Pete's Submitted Recipes«
Page 34 of 200 »
Cauliflower Cheese Soup w/Cauliflower Crumbs
2 leeks, white and lightest green parts (about 8 ounces)
1/4 cup butter
2 cloves garlic, minced
2 tablespoons all-purpose flour
2 cups chicken broth
1/2 cup heavy cream
1/4 teaspoon nutmeg
6 – 7 sprigs fresh thyme
2 bay leaves
1 pound cauliflower (about 1/2 head)
14 ounces white cheddar cheese, grated
For the Crumbs:
1/2 head cauliflower
2 tablespoons olive oil
1/2 teaspoon curry powder
1. Slice the leeks into thin rings, then rinse well under cold running water. Melt the butter in a large Dutch oven over medium heat, then add the leeks and cook until soft and wilted, about 8 minutes.
2. Add the garlic and cook one more minute. Sprinkle over the flour and cook until the flour is thoroughly combined with the leeks.
3. Add the broth, cream and 2 cups of water. Stir until the soup begins to thicken, then add the nutmeg, bay leaves and thyme (I tie the sprigs together with a small piece of twine to make them easier to remove later). Bring the soup to a low bubble, but do not boil.
4. Cut the cauliflower into small pieces, removing any very hard center stem. Drop the pieces into the soup, reduce the heat to low and cover the pot. Let the soup simmer for 20 – 25 minutes or until the cauliflower is soft.
5. Purée the soup with an immersion blender or vary carefully in batches in a blender.

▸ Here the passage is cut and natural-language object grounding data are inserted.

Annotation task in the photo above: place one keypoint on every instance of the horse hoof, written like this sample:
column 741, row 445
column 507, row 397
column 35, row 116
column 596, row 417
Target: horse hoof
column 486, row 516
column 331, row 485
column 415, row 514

When the soup is smooth, stir in the grated cheddar by handfuls, melting each handful before the adding the next one. Season well with salt. The salt can be cooled, covered and refrigerated at this point for several hours. Reheat gently; do not boil.
6. Serve sprinkled with the curried crumbs.
For the Crumbs:
1. Use a large knife to shave the knobbly top of the cauliflower to produce 1/2 cup of crumbs. Remove any larger pieces of stem. It should look like fine bread crumbs.
2. Heat the olive oil in a large skillet over high heat, then add the cauliflower crumbs. Stir constantly until the crumbs are brown and toasted.
3. Sprinkle over the curry powder and a pinch of salt and stir to coat. Toast a few seconds longer until brown and fragrant. Remove the crumbs to paper towel lined plate with a slotted spoon.
4. Sprinkle the crumbs over the soup to serve.